We decided to investigate with molecular methods the described fusion transcripts. No other fusions were examined.
Molecular genetic confirmation of fusions
PCR with the primers TBCK-2558F1 and TBCK-2908R1 amplified a cDNA of the TBCK gene indicating that the synthesized cDNA was of good quality.

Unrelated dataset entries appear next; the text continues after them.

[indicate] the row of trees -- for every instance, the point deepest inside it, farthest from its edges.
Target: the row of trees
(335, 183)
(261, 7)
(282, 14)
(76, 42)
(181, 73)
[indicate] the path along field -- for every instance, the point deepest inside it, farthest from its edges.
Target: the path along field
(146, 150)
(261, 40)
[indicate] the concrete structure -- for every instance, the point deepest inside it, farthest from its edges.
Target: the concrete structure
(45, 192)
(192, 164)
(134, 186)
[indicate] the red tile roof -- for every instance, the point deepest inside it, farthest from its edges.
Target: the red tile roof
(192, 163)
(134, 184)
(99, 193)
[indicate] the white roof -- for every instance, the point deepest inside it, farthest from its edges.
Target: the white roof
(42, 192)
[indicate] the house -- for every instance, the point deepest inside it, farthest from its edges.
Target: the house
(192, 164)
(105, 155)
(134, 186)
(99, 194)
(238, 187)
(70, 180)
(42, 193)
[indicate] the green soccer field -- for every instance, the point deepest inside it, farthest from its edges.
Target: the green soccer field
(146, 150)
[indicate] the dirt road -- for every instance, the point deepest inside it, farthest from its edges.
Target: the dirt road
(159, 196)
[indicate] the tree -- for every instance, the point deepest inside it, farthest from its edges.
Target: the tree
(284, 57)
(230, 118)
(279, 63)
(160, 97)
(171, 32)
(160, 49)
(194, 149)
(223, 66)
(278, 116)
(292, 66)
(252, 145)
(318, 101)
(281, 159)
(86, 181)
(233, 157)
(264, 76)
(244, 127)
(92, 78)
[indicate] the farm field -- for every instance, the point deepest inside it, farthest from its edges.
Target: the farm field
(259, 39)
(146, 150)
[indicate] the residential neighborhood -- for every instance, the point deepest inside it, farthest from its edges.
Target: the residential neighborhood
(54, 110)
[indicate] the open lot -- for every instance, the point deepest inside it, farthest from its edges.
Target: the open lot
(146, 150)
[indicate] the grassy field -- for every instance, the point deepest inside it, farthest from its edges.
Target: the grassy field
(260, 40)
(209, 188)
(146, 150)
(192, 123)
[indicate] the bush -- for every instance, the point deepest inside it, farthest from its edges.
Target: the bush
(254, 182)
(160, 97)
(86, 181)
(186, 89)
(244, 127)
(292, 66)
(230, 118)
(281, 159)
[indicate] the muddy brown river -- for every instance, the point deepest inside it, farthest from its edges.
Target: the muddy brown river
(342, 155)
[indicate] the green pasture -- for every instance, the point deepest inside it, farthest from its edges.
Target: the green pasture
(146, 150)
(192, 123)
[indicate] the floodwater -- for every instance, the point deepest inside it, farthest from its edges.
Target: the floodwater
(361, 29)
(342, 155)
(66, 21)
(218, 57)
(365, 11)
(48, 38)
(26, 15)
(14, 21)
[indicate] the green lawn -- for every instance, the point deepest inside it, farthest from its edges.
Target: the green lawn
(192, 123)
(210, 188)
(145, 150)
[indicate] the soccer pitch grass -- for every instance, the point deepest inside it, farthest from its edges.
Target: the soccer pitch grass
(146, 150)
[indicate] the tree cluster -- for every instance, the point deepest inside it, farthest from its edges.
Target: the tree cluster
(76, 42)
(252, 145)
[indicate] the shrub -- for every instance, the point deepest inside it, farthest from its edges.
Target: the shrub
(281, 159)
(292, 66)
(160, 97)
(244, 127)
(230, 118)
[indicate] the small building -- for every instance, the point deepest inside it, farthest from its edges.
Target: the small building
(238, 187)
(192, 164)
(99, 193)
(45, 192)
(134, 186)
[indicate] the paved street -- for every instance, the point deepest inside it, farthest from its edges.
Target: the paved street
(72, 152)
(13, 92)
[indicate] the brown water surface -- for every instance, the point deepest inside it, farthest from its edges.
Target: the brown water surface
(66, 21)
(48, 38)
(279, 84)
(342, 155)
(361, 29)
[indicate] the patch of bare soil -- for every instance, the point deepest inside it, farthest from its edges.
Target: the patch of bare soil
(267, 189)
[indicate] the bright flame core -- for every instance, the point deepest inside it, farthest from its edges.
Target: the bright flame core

RT-PCR using cDNA from the tumor and subsequent direct Sanger sequencing verified the presence of the P4HA2-TBCK, TBCK-P4HA2, AHRR-NCOA2, ETV4-AHRR, and NCOA2-ETV4 fusion transcripts (Table II and Fig. 3). TBCK-P4HA2, AHRR-NCOA2, and NCOA2-ETV4 were in-frame fusions which would code for chimeric proteins. The detected ETV4-AHRR fusion, on the other hand, was out-of-frame and would not produce a chimeric protein, nor would the P4HA2-TBCK code for any functional protein. No EGFL7-MCF2L or CYP1B1-CLU fusion transcript was found by RT-PCR amplification (Table II).
Discussion
The examined angiofibroma of soft tissue carried the recurrent AHRR-NCOA2 fusion transcript but lacked the reciprocal NCOA2-AHRR. This finding supports the initial suggestion that AHRR-NCOA2 is the pathogenetically significant fusion transcript in tumors carrying a t(5;8)(p15;q12) (2,3). While we were examining the current tumor, a report was published describing 13 cases of angiofibroma of soft tissue with an AHRR-NCOA2 but with only eight of them carrying the reciprocal NCOA2-AHRR (11). Current data therefore agree that the AHRR-NCOA2 fusion gene is recurrent in angiofibroma of soft tissue [(2,3,11), present case] and indicate that this is the pathogenetically crucial outcome of the t(5;8).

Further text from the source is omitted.